Today’s post is about a delightful thick and delicious soup for fall that I started making a couple of years ago.   It is a white bean, farro, and mushroom soup is one of the favorite fall soups in our house.  To start with, it is a thick, delicious one pot soup.  It has a rich, earthy flavor that is perfect on a cool (cold?) fall evening.  It is easy to make, stores well, and is easy on the pocketbook.  And although I use a bit of pancetta when I make mine, it is also very easy to make a vegetarian soup.  Skip the pancetta and use a vegetable stock.  The soup is still fabulously delicious.  The soup is  my own ‘mash ups’ of popular Italian soups, soups from the Umbria and Tuscany.   

Six or seven years ago, The Elegant Baker and I were in New Haven, Connecticut for the day to visit the Yale Art Museums.  We decided to have dinner there before a three hour drive back to our Boston area home.  We picked a ‘well know’ Italian restaurant and  made a reservation.  Unfortunately, when we arrived at the restaurant we stayed about three minutes.  I have never been in a dirtier restaurant in my life.  Greasy menus, dirty carpets, a table with food scraps on it, and worst of all, a water glass with lipstick stains.  We turned and walked out.  Why tell this story?  Because it ended up being the origin of the soup I am sharing today.

Skappo, one of our best meals ever

We ended up by chance dining at a wonderful little restaurant called Skappo.  It ended up being one of our best dining experiences ever.   The atmosphere was warm and welcoming and the food was excellent.    The food at Skappo is largely from Umbria, a region in Italy in the middle of the country.  It is north of Rome, and broadly between Tuscany and Rome.  Entirely landlocked, it is one of the few regions in Italy without a coast. (And the only one on the ‘leg’ of the boot.  All the other landlocked regions are on the ‘cuff’)  

That we ended up at Skappo was a happy accident.  The food that night was some of the best food I’ve ever had.  It was highlighted by a ‘simple’ soup of farro and mushrooms. It was rich, almost creamy.  The flavors were deep and warm.  It was a near perfect combination of grain (farro), porcini mushroom, beef stock and tomato paste.  It is one of the best meals I have ever had at any restaurant, anywhere  that I have eaten, period.  

White Bean Farro Mushroom Close

I like to think of myself as a bit of a ‘food adventurer’.   I will try almost anything and I think by this point I have tried a wide variety of foods.  But up until this particular evening, I never tried farro.  It may be overstating it to call the farro soup at Skappo life changing — but it was highly impactful.  Farro is now a regular at our dinner table, particularly in winter.   Farro is delicious, inexpensive, easy to prepare, and healthy.  Cooked on its own, farro can be cooked any in a variety of ways.  However, for today’s recipe we are focusing on one method to include in a soup.  If you want to learn other ways to cook farro, check here.   

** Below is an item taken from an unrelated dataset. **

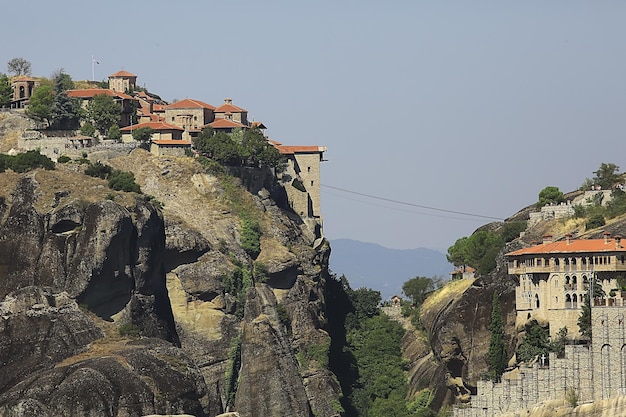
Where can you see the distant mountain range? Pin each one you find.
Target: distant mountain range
(383, 269)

White beans soups from Tuscany

So that was my introduction to farro and mushroom soup.  The nearby region of Tuscany is noted for its white bean soups.  So I sought to discover if there was a ‘marriage’ of sorts, and if there was such a thing as a white bean and farro soup.  Sure enough, there are several available on the web, but my favorite is from Jul’s Kitchen.  I’ve also made this more than a few times.  

Batuto

But once I had the farro and mushroom combination, I couldn’t get it out of my head.  So I asked myself if there was a way to combine the Tuscan White bean and Farro with the Umbrian Farro and Mushroom?  There had to be, right?  Well as vast as the web is, there are not very many with the combination of the three ingredients.  So I decided to adapt my own, and develop my own version of a White bean, Farro and Mushroom soup. And it had to be a one pot dish. I love a good one pot meal for a cold night.  I’m not saying this is the only such soup, or that it is the best (well, I am saying that part.)  What I will say is that you owe it to yourself to give it a try.   

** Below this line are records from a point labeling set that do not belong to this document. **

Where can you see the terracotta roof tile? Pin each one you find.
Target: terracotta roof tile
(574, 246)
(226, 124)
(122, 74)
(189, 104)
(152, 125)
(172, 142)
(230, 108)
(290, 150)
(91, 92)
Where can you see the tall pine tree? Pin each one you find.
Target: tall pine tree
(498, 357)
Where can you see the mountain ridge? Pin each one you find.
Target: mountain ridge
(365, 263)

Tricks for a successful soup

One key that I will tell you about right off the top is how you cut up your vegetables.  I like to cut my onion, celery, carrot, and garlic quite fine.  I do this so the pieces, when cooked, are about the same size as the farro grains.  This gives the soup a uniformity of consistency that allow the mushrooms and white beans to be a bit more forward.  But it doesn’t sacrifice the flavor of the aromatics.  This is something that my mother taught me years ago when she made soups with rice.  What I didn’t know until recently is that there is an Italian name for the fine chop of vegetable aromatics.  It is called batuto.  It is not essential that you know that term, but it can’t hurt either.

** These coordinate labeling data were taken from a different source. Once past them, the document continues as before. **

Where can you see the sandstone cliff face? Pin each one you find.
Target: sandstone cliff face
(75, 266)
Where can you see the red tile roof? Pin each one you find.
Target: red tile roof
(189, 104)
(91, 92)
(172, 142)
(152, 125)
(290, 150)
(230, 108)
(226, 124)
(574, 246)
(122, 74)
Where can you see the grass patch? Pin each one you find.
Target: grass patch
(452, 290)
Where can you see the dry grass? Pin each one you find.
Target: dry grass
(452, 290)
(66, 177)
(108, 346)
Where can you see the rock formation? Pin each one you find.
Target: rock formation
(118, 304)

This dish can come together quickly to be a hearty weeknight meal if you take one simple advance prep step.  Soak your beans and farro starting the night before.  I soak them together in the same bowl.  Put them in a soaking water just before bed the night before.  When you get home from work the next day, they will be ready to use and the soup will come together quickly.  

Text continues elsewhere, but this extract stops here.